As a young newspaper reporter in Milwaukee in the early 1970s, I was once assigned to dress down and go the local welfare office to apply for food stamps, to observe what the process was like. It took me about a week of waiting dull-wittedly in long lines, being told a couple of times to return another day with more documentation before I was deemed in shape for approval. I got so grooved into this hugely demeaning and tedious process that I started showing up with a book and a folding camp stool.

The moment the caseworkers told me I could now get food stamps, I came out of character and went back to the news room to write a story headlined, "Applying for food stamps is hard work." The article was immediately attacked by some readers who perceived that it somehow celebrated lazy scum looking for a handout and ripping off taxpayers. But it could happen to almost any of us, now.

And in the '70s Wisconsin and the US still had a welfare system that, despite its many flaws, barriers and dissuasive tactics, and its tendency to only transform rather than reduce human misery, was considered by conservatives of the era to be way too cushy. Chain gangs, poor houses, orphanages or maybe just simple "benign neglect." That's what some of the welfare critics thought would serve the society better. 

Nope, never mind the facts. Just mind that the number of Wisconsin residents entering the W-2 program is soaring, because, well, these are hard times and people are in trouble and need more of a helping hand. When you start seeing middle class families living in homeless shelters, you know that society is in a crisis.
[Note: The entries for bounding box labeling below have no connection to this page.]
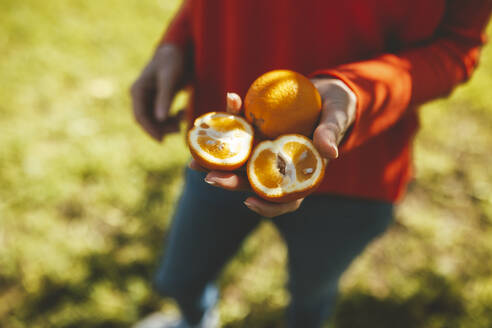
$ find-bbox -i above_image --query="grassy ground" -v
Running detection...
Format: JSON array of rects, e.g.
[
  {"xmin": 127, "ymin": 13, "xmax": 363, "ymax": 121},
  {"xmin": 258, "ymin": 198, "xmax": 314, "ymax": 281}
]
[{"xmin": 0, "ymin": 0, "xmax": 492, "ymax": 328}]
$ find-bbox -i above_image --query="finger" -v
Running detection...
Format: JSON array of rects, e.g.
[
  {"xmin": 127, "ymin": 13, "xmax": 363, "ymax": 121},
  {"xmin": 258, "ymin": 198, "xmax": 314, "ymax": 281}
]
[
  {"xmin": 313, "ymin": 124, "xmax": 338, "ymax": 159},
  {"xmin": 205, "ymin": 171, "xmax": 251, "ymax": 191},
  {"xmin": 154, "ymin": 73, "xmax": 173, "ymax": 122},
  {"xmin": 226, "ymin": 92, "xmax": 242, "ymax": 114},
  {"xmin": 244, "ymin": 197, "xmax": 304, "ymax": 218},
  {"xmin": 161, "ymin": 109, "xmax": 185, "ymax": 134},
  {"xmin": 188, "ymin": 159, "xmax": 208, "ymax": 172},
  {"xmin": 131, "ymin": 82, "xmax": 162, "ymax": 141}
]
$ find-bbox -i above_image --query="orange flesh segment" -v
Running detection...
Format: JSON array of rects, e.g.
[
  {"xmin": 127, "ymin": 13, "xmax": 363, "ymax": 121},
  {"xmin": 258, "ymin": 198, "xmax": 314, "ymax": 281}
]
[
  {"xmin": 197, "ymin": 133, "xmax": 236, "ymax": 159},
  {"xmin": 208, "ymin": 117, "xmax": 245, "ymax": 132},
  {"xmin": 283, "ymin": 142, "xmax": 317, "ymax": 182},
  {"xmin": 254, "ymin": 149, "xmax": 283, "ymax": 188}
]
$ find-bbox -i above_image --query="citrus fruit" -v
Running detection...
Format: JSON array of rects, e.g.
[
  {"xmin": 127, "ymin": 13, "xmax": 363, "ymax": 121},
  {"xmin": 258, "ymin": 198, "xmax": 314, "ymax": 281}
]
[
  {"xmin": 244, "ymin": 70, "xmax": 321, "ymax": 139},
  {"xmin": 247, "ymin": 134, "xmax": 325, "ymax": 202},
  {"xmin": 187, "ymin": 112, "xmax": 254, "ymax": 171}
]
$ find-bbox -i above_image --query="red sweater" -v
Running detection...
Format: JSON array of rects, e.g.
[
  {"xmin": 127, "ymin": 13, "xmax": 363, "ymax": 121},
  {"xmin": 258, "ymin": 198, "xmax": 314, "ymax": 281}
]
[{"xmin": 162, "ymin": 0, "xmax": 492, "ymax": 201}]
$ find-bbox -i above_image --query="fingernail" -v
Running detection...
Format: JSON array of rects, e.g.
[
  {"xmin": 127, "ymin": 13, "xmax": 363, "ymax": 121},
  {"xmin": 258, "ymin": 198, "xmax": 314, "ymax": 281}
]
[
  {"xmin": 332, "ymin": 144, "xmax": 338, "ymax": 158},
  {"xmin": 205, "ymin": 178, "xmax": 217, "ymax": 186}
]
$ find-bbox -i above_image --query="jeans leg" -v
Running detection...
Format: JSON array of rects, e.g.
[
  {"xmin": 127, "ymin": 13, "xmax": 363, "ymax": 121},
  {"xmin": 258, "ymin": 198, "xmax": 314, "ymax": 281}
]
[
  {"xmin": 273, "ymin": 195, "xmax": 393, "ymax": 328},
  {"xmin": 155, "ymin": 169, "xmax": 261, "ymax": 324}
]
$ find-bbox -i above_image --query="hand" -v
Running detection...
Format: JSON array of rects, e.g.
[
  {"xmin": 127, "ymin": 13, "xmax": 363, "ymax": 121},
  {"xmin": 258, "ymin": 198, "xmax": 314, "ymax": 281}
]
[
  {"xmin": 311, "ymin": 77, "xmax": 357, "ymax": 160},
  {"xmin": 130, "ymin": 44, "xmax": 184, "ymax": 141},
  {"xmin": 190, "ymin": 93, "xmax": 303, "ymax": 218}
]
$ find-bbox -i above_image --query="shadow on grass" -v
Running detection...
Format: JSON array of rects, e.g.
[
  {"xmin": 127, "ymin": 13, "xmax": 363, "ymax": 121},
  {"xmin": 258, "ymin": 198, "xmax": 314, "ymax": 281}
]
[
  {"xmin": 334, "ymin": 271, "xmax": 466, "ymax": 328},
  {"xmin": 9, "ymin": 166, "xmax": 182, "ymax": 328}
]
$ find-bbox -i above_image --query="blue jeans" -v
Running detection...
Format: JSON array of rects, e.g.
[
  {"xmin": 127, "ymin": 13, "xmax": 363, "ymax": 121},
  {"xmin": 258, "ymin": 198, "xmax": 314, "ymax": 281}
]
[{"xmin": 155, "ymin": 169, "xmax": 393, "ymax": 328}]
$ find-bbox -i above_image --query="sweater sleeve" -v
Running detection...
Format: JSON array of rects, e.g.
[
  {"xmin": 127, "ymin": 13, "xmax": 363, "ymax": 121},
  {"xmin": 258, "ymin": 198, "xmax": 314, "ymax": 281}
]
[
  {"xmin": 313, "ymin": 0, "xmax": 492, "ymax": 151},
  {"xmin": 159, "ymin": 0, "xmax": 192, "ymax": 50}
]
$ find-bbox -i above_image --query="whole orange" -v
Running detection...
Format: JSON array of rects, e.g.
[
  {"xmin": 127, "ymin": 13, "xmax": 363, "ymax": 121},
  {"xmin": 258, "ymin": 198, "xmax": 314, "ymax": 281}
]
[{"xmin": 244, "ymin": 70, "xmax": 321, "ymax": 139}]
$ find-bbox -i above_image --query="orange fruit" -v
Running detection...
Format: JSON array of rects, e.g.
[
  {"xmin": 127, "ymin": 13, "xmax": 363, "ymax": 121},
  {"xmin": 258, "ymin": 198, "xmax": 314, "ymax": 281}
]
[
  {"xmin": 244, "ymin": 70, "xmax": 321, "ymax": 139},
  {"xmin": 247, "ymin": 134, "xmax": 325, "ymax": 203},
  {"xmin": 187, "ymin": 112, "xmax": 254, "ymax": 171}
]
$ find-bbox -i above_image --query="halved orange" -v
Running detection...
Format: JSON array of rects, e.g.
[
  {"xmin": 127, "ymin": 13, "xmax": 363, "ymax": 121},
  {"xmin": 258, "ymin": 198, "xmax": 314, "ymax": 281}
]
[
  {"xmin": 247, "ymin": 134, "xmax": 325, "ymax": 203},
  {"xmin": 187, "ymin": 112, "xmax": 254, "ymax": 171}
]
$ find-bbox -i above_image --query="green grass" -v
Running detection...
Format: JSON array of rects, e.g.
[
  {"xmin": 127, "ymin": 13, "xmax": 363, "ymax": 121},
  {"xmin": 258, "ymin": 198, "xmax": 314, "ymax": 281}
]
[{"xmin": 0, "ymin": 0, "xmax": 492, "ymax": 328}]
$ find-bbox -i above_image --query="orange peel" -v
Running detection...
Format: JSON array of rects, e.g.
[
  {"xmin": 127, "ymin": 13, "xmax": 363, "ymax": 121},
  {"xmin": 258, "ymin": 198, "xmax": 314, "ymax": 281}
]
[
  {"xmin": 247, "ymin": 134, "xmax": 325, "ymax": 203},
  {"xmin": 187, "ymin": 112, "xmax": 254, "ymax": 171}
]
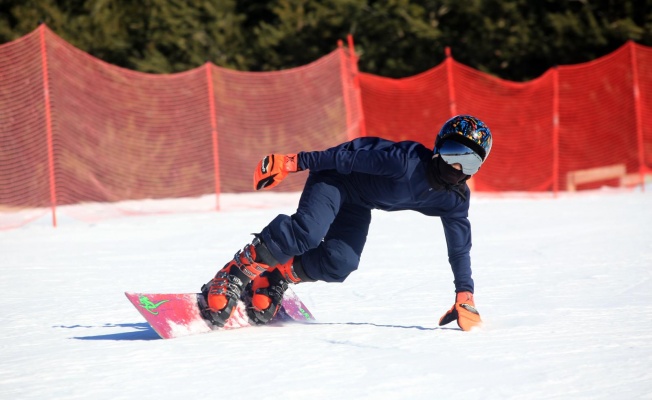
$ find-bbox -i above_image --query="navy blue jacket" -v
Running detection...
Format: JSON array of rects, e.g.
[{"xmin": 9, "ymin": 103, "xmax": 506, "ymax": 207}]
[{"xmin": 298, "ymin": 137, "xmax": 473, "ymax": 292}]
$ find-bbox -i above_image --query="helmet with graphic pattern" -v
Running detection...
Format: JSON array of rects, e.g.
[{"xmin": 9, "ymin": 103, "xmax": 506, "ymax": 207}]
[{"xmin": 434, "ymin": 115, "xmax": 492, "ymax": 175}]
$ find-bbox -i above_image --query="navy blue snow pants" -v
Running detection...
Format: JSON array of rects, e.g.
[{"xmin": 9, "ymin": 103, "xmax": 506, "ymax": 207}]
[{"xmin": 261, "ymin": 173, "xmax": 371, "ymax": 282}]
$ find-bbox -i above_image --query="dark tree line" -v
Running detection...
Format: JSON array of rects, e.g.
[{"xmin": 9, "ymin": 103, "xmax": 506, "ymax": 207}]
[{"xmin": 0, "ymin": 0, "xmax": 652, "ymax": 81}]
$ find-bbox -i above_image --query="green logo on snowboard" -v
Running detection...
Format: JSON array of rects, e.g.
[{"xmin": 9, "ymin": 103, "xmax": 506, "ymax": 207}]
[{"xmin": 138, "ymin": 296, "xmax": 170, "ymax": 315}]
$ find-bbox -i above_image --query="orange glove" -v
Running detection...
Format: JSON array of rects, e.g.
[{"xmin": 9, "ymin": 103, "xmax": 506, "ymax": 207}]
[
  {"xmin": 439, "ymin": 292, "xmax": 482, "ymax": 331},
  {"xmin": 254, "ymin": 154, "xmax": 300, "ymax": 190}
]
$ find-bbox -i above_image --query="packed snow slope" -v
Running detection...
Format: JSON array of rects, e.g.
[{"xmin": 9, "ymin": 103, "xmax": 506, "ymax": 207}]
[{"xmin": 0, "ymin": 188, "xmax": 652, "ymax": 400}]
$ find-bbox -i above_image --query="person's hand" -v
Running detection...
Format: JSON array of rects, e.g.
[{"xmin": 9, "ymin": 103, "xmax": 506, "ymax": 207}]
[
  {"xmin": 439, "ymin": 292, "xmax": 482, "ymax": 331},
  {"xmin": 254, "ymin": 154, "xmax": 300, "ymax": 190}
]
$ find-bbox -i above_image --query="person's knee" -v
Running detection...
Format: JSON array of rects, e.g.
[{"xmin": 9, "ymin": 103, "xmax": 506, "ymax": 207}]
[{"xmin": 314, "ymin": 245, "xmax": 360, "ymax": 282}]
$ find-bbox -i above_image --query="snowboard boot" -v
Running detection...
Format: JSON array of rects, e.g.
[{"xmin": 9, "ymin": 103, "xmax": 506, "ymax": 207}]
[
  {"xmin": 247, "ymin": 257, "xmax": 315, "ymax": 325},
  {"xmin": 200, "ymin": 237, "xmax": 278, "ymax": 327}
]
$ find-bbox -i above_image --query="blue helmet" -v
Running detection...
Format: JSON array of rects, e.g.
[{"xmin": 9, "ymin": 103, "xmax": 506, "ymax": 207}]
[{"xmin": 434, "ymin": 115, "xmax": 492, "ymax": 175}]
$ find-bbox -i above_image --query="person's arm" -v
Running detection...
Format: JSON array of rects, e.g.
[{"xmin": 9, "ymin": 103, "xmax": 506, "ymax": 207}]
[
  {"xmin": 297, "ymin": 138, "xmax": 408, "ymax": 177},
  {"xmin": 439, "ymin": 216, "xmax": 482, "ymax": 331}
]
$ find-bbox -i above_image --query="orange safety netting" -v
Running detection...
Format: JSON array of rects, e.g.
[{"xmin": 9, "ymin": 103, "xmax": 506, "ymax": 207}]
[
  {"xmin": 0, "ymin": 25, "xmax": 361, "ymax": 228},
  {"xmin": 360, "ymin": 42, "xmax": 652, "ymax": 192},
  {"xmin": 0, "ymin": 25, "xmax": 652, "ymax": 229}
]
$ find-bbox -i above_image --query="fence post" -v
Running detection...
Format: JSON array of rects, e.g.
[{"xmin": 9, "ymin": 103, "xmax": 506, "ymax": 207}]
[
  {"xmin": 628, "ymin": 40, "xmax": 645, "ymax": 192},
  {"xmin": 205, "ymin": 61, "xmax": 222, "ymax": 211},
  {"xmin": 346, "ymin": 34, "xmax": 367, "ymax": 136},
  {"xmin": 445, "ymin": 46, "xmax": 457, "ymax": 118},
  {"xmin": 552, "ymin": 66, "xmax": 559, "ymax": 197},
  {"xmin": 39, "ymin": 24, "xmax": 57, "ymax": 228},
  {"xmin": 337, "ymin": 39, "xmax": 355, "ymax": 140}
]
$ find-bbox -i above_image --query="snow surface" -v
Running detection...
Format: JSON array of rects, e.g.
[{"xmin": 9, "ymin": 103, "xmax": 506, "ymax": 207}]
[{"xmin": 0, "ymin": 188, "xmax": 652, "ymax": 400}]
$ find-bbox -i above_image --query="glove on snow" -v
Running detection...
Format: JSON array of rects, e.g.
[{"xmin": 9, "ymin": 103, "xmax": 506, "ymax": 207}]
[
  {"xmin": 439, "ymin": 292, "xmax": 482, "ymax": 331},
  {"xmin": 254, "ymin": 154, "xmax": 300, "ymax": 190}
]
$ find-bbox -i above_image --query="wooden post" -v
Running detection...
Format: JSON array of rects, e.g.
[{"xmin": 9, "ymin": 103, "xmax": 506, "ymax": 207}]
[
  {"xmin": 206, "ymin": 62, "xmax": 222, "ymax": 211},
  {"xmin": 628, "ymin": 40, "xmax": 645, "ymax": 191},
  {"xmin": 39, "ymin": 24, "xmax": 57, "ymax": 228}
]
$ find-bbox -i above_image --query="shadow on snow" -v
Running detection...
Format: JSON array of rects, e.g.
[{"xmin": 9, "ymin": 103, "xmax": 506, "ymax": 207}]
[{"xmin": 53, "ymin": 322, "xmax": 161, "ymax": 340}]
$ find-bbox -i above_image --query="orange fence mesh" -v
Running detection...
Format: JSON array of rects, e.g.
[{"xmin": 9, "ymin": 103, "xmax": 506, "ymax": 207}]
[
  {"xmin": 360, "ymin": 43, "xmax": 652, "ymax": 192},
  {"xmin": 0, "ymin": 25, "xmax": 652, "ymax": 229},
  {"xmin": 0, "ymin": 26, "xmax": 361, "ymax": 228}
]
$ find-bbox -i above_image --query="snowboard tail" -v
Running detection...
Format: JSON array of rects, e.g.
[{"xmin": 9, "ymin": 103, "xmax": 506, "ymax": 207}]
[{"xmin": 125, "ymin": 288, "xmax": 315, "ymax": 339}]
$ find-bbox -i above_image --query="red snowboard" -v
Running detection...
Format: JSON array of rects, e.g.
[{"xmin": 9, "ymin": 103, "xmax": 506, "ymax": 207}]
[{"xmin": 125, "ymin": 289, "xmax": 314, "ymax": 339}]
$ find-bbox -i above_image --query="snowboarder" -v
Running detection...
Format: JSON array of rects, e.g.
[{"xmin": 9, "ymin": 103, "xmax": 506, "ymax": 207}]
[{"xmin": 202, "ymin": 115, "xmax": 492, "ymax": 331}]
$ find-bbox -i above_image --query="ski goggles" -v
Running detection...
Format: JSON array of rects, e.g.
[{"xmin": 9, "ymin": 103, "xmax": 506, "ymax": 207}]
[{"xmin": 437, "ymin": 140, "xmax": 482, "ymax": 175}]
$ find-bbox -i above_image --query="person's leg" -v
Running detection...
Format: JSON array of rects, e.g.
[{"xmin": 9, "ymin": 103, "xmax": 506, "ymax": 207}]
[
  {"xmin": 260, "ymin": 174, "xmax": 346, "ymax": 264},
  {"xmin": 202, "ymin": 174, "xmax": 345, "ymax": 326},
  {"xmin": 299, "ymin": 204, "xmax": 371, "ymax": 282}
]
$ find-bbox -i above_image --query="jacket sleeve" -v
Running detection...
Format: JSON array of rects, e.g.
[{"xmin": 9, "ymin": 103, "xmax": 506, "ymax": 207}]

But that crisis, according to our bold governor and his bold Republican delegation in the legislature, is the very reason they have to create an even bigger crisis. Which they are going to fix by pretending it's not their problem, or our problem. Just like Wall Street has already dusted off its hands as it whistles its way to the nearest investment bank and yacht store.

Because, hey, poor people don't need society's help. I mean: They're poor! So, obviously, there's something wrong with them. If there wasn't, they'd be rich, like Donald Trump. Right? It's not society's fault. It's the fault of poor people that they're poor. It's also their fault they didn't hit on last week's big lottery jackpot. Oh, and they're lazy, too, and always trying to scam honest citizens out of a buck. And gee, have ya noticed that a lot of them are of, er, other persuasions -- you know, like our president? Clearly, they are not like us. They are not truly American! They're wastrels and subhuman and a drag on our otherwise most excellent nation.

Nope, never mind the facts. Wisconsin is broke! We need to cut spending, except, of course, on very deserving rich people and corporations, never minding how they got that way. It's only fair. If we're whacking public teacher salaries and cutting billions in aid to local governments, shouldn't poor people take their share of the hit? Huh?! What?! You think rich people maybe ought to be asked to sort of, like, pick up a little of the slack, instead of being handed more rope? What are you, a commie socialist radical Demcrat libruhl tax and spender or sumpin'?

Misery loves company. And Fitzwalkerstan is doing its best to make misery a growth market in Wisconsin. Meanwhile, the only kind of jobs Walker is creating so far are the kind that job you right in your wallet.